While Jonathan was exuberant and fun, he was also exhausting. When going with him to the mall or the hospital, he was terrified of heights and was totally unashamed of asking to hold a hand. One of my favorite photos (that unfortunately I can't locate), is of Josh, Jonathan's pastor, holding hands with Jonathan at the mall. Two heterosexual guys, one in his 20s and the other in his 30s, holding hands in the mall because that's what you do when someone you love and care about is scared. Jonathan pushed us all beyond the boundaries of "proper behavior." And sometimes Jonathan's unabashed good intentions would result in socially inappropriate actions or (loud) conversations in public. He was always receptive to learning though and would take the gentle instruction of his friends in stride. 

When Robert and I learned about Jonathan's death last night we cried, then we began to laugh with tears streaming down our faces as we recounted "Jonathan stories." We talked about him needing to hold Jesus' hand in heaven ALL the time because he is scared of heights. We smiled, thinking about Jonathan being the ultimate Minister of Belonging in heaven now. We laughed, wondering if he would try the patience of Jesus at times and if he would be hugging all of the women.

As a believer in Jesus Christ and one who knows that Jonathan was a believer who lived out his faith in everything he did, I know that Jonathan is free now. I know that he is not in pain. I know that he has a new body that can hear, see, and move perfectly. I know that he is at rest and perfect peace. But that doesn't mean that it doesn't hurt those he left behind who love him. 
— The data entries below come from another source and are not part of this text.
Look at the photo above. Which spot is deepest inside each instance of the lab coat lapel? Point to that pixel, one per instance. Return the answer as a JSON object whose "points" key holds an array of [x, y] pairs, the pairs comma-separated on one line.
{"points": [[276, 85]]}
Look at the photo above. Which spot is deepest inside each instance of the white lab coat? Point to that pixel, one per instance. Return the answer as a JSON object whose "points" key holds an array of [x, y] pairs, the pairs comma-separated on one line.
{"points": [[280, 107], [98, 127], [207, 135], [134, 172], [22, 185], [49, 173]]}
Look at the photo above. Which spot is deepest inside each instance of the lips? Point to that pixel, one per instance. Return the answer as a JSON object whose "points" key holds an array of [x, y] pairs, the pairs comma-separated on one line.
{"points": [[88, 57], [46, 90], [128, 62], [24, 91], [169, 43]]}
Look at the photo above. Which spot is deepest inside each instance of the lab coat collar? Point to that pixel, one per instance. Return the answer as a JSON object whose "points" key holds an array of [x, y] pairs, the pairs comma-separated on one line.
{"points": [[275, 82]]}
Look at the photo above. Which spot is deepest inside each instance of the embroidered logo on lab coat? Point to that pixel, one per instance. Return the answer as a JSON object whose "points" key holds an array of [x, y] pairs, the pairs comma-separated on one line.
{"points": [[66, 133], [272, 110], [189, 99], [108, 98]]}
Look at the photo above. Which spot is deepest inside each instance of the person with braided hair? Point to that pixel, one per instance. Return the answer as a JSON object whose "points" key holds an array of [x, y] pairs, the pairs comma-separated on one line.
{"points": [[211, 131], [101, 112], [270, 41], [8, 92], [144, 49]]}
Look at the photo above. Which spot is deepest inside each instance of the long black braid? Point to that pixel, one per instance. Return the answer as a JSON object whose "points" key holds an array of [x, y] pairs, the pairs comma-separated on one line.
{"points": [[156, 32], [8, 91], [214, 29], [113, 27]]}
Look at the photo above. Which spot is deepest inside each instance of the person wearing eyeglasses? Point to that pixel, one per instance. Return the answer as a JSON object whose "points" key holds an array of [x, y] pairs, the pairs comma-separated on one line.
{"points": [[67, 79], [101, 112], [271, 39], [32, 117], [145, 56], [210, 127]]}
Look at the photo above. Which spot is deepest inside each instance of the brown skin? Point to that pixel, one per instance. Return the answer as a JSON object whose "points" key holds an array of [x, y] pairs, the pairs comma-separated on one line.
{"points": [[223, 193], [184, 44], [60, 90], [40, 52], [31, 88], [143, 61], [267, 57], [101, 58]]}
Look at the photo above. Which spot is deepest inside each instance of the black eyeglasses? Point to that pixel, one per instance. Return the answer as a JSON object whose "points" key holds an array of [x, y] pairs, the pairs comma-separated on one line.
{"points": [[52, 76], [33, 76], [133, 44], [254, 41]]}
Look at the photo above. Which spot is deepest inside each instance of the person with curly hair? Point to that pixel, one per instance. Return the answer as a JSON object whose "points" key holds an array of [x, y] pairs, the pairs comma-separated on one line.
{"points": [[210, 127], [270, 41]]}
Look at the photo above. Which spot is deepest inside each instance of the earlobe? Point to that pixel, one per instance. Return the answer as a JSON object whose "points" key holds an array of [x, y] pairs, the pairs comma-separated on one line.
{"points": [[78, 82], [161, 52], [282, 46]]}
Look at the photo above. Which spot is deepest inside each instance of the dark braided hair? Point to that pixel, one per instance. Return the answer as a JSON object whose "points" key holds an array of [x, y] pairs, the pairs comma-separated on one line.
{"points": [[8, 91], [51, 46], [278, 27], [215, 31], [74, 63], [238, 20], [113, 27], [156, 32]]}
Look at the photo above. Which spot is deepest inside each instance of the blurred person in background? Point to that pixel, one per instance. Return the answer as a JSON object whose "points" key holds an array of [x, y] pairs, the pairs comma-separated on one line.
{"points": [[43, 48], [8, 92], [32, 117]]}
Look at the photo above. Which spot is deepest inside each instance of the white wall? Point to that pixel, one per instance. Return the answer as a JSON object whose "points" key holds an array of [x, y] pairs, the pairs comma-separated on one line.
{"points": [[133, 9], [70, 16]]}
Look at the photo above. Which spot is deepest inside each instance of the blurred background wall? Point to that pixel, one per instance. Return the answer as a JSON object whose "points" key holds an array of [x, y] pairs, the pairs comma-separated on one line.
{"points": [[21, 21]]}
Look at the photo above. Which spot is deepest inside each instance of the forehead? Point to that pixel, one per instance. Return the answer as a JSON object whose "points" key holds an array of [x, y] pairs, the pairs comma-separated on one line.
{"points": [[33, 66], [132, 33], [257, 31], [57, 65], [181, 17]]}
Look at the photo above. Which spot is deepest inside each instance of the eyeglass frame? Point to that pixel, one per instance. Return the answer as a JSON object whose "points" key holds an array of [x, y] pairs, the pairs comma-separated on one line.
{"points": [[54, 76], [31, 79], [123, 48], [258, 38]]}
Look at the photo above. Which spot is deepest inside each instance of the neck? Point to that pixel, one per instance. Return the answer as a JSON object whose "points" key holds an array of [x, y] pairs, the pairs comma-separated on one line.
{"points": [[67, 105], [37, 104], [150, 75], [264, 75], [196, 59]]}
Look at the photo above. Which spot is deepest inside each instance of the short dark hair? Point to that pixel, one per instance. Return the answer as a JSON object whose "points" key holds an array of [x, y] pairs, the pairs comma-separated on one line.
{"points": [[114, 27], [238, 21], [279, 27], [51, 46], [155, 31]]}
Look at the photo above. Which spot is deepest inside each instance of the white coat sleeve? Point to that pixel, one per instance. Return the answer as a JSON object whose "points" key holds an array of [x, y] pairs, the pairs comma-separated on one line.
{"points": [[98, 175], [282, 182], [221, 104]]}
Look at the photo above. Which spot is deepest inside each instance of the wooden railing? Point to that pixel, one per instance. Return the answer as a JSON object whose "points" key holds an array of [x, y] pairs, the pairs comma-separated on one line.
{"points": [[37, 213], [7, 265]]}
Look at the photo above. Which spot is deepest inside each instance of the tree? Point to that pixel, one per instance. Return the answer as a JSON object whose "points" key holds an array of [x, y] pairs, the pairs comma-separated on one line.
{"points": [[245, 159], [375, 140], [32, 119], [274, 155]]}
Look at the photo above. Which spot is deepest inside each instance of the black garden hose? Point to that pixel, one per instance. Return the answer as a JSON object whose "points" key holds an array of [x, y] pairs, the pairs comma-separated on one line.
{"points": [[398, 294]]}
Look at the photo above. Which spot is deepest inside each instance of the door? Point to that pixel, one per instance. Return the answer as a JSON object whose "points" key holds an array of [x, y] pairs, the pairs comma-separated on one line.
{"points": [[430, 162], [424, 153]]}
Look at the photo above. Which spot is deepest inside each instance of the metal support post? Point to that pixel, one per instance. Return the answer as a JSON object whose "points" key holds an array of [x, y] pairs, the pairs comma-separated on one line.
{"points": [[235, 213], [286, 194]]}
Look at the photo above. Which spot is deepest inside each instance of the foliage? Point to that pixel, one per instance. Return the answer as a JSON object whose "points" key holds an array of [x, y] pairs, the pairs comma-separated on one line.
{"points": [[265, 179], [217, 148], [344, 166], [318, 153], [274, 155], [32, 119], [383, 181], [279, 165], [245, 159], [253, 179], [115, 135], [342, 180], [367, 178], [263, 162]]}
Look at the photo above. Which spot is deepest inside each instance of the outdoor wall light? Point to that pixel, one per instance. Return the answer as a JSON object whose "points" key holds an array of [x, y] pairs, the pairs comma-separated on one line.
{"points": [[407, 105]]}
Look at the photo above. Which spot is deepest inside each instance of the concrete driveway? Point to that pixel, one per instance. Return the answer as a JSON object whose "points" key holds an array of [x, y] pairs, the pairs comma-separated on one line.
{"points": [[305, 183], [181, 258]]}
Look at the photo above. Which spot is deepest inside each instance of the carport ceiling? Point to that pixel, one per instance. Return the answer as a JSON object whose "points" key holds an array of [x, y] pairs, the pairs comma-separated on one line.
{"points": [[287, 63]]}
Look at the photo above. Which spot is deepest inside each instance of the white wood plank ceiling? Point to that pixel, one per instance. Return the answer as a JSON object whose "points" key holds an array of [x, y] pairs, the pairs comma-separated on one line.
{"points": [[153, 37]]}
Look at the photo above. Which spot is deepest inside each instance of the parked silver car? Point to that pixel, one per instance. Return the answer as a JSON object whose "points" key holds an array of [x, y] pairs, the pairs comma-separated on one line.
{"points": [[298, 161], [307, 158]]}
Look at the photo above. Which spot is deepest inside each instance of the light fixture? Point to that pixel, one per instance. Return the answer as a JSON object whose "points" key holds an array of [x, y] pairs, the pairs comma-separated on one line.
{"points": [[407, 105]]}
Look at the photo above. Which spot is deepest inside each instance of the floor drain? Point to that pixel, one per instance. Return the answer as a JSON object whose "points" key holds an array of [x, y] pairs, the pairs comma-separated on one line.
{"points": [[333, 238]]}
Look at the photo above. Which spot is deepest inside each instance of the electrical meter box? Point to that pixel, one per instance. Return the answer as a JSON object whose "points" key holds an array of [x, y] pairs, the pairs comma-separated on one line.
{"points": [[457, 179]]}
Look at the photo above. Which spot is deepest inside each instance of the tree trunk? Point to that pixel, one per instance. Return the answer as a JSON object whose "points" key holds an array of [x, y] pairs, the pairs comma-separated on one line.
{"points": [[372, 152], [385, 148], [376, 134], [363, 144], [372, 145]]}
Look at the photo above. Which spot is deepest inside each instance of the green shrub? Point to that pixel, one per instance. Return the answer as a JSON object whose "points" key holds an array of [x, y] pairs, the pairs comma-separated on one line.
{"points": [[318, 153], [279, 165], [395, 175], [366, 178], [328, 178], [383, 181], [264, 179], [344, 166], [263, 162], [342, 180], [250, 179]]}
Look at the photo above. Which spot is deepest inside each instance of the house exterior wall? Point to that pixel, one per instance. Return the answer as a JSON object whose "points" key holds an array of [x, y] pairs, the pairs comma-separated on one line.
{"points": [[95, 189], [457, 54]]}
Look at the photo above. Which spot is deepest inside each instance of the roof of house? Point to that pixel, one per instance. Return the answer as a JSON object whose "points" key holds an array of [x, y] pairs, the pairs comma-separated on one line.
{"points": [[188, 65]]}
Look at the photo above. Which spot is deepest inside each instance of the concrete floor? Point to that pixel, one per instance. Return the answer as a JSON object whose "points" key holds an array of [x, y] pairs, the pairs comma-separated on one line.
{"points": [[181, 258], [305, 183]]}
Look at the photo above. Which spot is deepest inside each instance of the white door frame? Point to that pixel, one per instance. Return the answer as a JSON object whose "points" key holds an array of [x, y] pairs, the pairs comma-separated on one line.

He left a grieving mom and other relatives, as well as many friends. We moved to Wisconsin almost 5 1/2 years ago and I haven't seen Jonathan since that time. However, we'd have occasional Facebook conversations. We are probably going to Louisiana in May when Robert graduates with his D.Min. and I fully anticipated getting to see Jonathan then. Now I won't. That sucks! Even though he hasn't been a presence in our daily lives these past few years, knowing that he isn't around anymore makes me very, very sad. I cried last night and off and on throughout the day today. Fortunately I can grieve with hope knowing that for Jonathan, to be absent from the body is to be present with the Lord (II Cor 5:8).

Jonathan, you were so loved by so many. You impacted every life you touched in significant ways. You showed us the face of Christ. You have been a bright star in our lives. I am so very grateful for the opportunity to know you and spend time with you. You taught Robert and me such important lessons and I am thankful that our boys had the privilege of knowing you as well.

The poet Emily Dickinson once said, "My friends are my estate." 
You died a very wealthy man.


  1. Wonderful post Ms. Pam, Charlie and I had a similar conversation of "Jonathan Stories" when he called to tell me the news.
    -Logan Williams

  2. Beautiful Pam!! He was amazing!! Thank you so much for posting this!! God Bless you and Robert and the boys!! Miss you!!